As to shaking hands with women, this source of Islamic guidance explains that Allah is against it
Some Muslims feel too embarrassed to refuse when a woman offers her hand to them. In addition to mixing with women, some of them claim that they are forced to shake hands with fellow-students and teachers in schools and universities, or with colleagues in the workplace, or in business meetings and so on, but this is not an acceptable excuse.
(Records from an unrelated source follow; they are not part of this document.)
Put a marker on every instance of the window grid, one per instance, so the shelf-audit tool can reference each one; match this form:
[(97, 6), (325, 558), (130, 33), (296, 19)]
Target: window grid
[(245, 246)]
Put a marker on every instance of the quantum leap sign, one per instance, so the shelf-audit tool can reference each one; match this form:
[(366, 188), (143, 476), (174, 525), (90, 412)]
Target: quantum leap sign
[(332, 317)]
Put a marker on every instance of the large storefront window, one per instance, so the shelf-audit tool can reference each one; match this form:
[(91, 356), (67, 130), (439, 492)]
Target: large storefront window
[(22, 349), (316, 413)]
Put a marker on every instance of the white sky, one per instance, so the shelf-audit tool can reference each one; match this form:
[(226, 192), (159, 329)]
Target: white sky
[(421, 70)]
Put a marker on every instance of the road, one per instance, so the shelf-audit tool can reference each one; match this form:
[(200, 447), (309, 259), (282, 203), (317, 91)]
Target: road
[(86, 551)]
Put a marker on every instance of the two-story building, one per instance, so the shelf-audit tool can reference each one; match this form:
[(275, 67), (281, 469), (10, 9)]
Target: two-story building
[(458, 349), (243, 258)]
The Muslim should overcome his own feelings and the promptings of the Shaytaan, and be strong in his faith, because Allah is not ashamed of the truth. The Muslim could apologize politely and explain that the reason he does not want to shake hands is not to offend or hurt anybody’s feelings, but it is because he is following the teachings of his religion. In most cases this will earn him respect from others. There is no harm done if they find it strange at first, and it may even be a practical opportunity for da’wah. And Allaah knows best.
That may sound like a reasonable position. After all, what harm is done if a Muslim boy chooses to put his hand on his heart rather than shake a woman’s hand?
Many would argue that respect for this particular religious practice is vastly outweighed by the need for Muslims to adapt and accept the mores of the societies in which they wish to live — the equality of women being not merely one of them but a key element.
In this regard a little backbone on the part of educators might go a long way toward promoting such integration. Of course, before they do that, the initial step would be to recognise that equality is a rather more valuable concept than the exaltation of identity politics.
Yes, they might do that. But I won’t be holding my breath.